Part 1: Can you afford “not” to have a people centered approach to Business?

Are we looking at business backward? Success is driven and measured in financial terms, but people are the heart of business. People matter most, and paradigms are changing to reflect that. New business traditions are emerging that value human factors side-by-side with financial ones. Employee satisfaction is as important as profitability.

How can success be viewed in terms of human capital rather than financial capital? Harvard Business Review poses some intriguing questions, and offers illuminating insight, in a new article on talent management.

The Cost of Money, the Cost of People

The real cost of money is near zero in today’s business climate, according to HBR. Interest rates and inflation are in balance. Capital is plentiful and cheap, comparatively speaking.

Talent, by contrast, has a very different cost basis. This is not meant in financial terms like salary or recruiting costs, but in terms of human value. It can be understood by looking at what a person is worth to your organization, what the impact might be if you lost half of your best people, and what the impact might be if you could swap out some of your sluggish performers and replace them with star talent.

“The business press refers to a ‘war’ for talent,” HBR says. Human capital is precious. Cultivating, attracting and retaining good people means more than quantifying the value of employees; it means building relationships and putting people first.

Key Questions

For business leadership, the questions are changing. Placing greater value on human capital is directly related to business growth, customer satisfaction and financial performance.
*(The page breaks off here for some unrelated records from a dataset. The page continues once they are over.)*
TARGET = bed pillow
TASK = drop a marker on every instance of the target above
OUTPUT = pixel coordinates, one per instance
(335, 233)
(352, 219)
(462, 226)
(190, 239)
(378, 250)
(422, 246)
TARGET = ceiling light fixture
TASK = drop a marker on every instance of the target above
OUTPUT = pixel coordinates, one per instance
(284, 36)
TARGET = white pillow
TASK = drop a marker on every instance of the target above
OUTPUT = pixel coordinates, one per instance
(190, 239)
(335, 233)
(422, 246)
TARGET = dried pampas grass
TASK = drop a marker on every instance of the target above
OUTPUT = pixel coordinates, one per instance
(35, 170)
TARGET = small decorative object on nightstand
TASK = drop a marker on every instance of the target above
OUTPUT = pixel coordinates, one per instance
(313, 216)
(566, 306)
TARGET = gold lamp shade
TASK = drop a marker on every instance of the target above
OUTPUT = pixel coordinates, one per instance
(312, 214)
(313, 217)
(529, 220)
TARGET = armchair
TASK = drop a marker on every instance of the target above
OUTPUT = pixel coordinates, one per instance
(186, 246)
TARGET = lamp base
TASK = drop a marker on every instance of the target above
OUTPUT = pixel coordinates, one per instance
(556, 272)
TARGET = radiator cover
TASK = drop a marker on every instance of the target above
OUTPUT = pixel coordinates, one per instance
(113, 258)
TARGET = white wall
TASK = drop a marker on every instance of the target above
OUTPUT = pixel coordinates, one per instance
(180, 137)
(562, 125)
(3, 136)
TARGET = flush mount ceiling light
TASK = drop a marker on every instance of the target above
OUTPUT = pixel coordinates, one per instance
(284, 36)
Here are some questions that are popping up:

Are our employees inspired?
Who are our difference makers?
What sets them apart in our organization?
How can we empower others to become difference makers, and to be inspired?

Inspired employees and difference makers comprise only a small part of the average company – 12 to 15%. Other companies, however – those that make employee satisfaction a priority – have a lot more of those inspired difference makers that move business forward.